Understanding Memoization

What is memoization?

From our good friend wikipedia:

In computing, memoization or memoisation is an optimization technique used primarily to speed up computer programs by storing the results of expensive function calls and returning the cached result when the same inputs occur again.

Practical Example

Imagine if your web application had a has_permission method on your user model that was very expensive to calculate. Because of memoization, if that method is called multiple times, we can cache the result. This would mean that the expensive calculation would only be done once. Every subsequent call to the method would just return the cached value. In rails this would look like:

class User < ActiveRecord::Base
  def has_permission
    @has_permission ||= expensive_calculation
  end
end

Fibonacci Example

Another way to understand this concept is through the classic fibonacci problem.

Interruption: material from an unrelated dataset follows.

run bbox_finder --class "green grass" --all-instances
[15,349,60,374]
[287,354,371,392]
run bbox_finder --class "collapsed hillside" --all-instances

This problem can be solved recursively:

def fib(num)
  return 0 if num == 0
  return 1 if num == 1
  fib(num - 1) + fib(num - 2)
end

Essentially for every fibonacci number we want to calculate, we find out the values of the previous two fibonacci number’s and sum them up. If we map out what happens with something like fib(4), we will notice that we have have a lot of duplicated calculations.

                            fib(4)
                   fib(3)            fib(2)
             fib(2)    fib(1)   fib(1)   fib(0)
        fib(1)   

So fib(1) is calculated 3 times, and fib(2) is calculated twice. That may not seem like a lot, but imagine if we started with fib(100). (To get an idea, for fib(10), fib(1) is calculated 55 times)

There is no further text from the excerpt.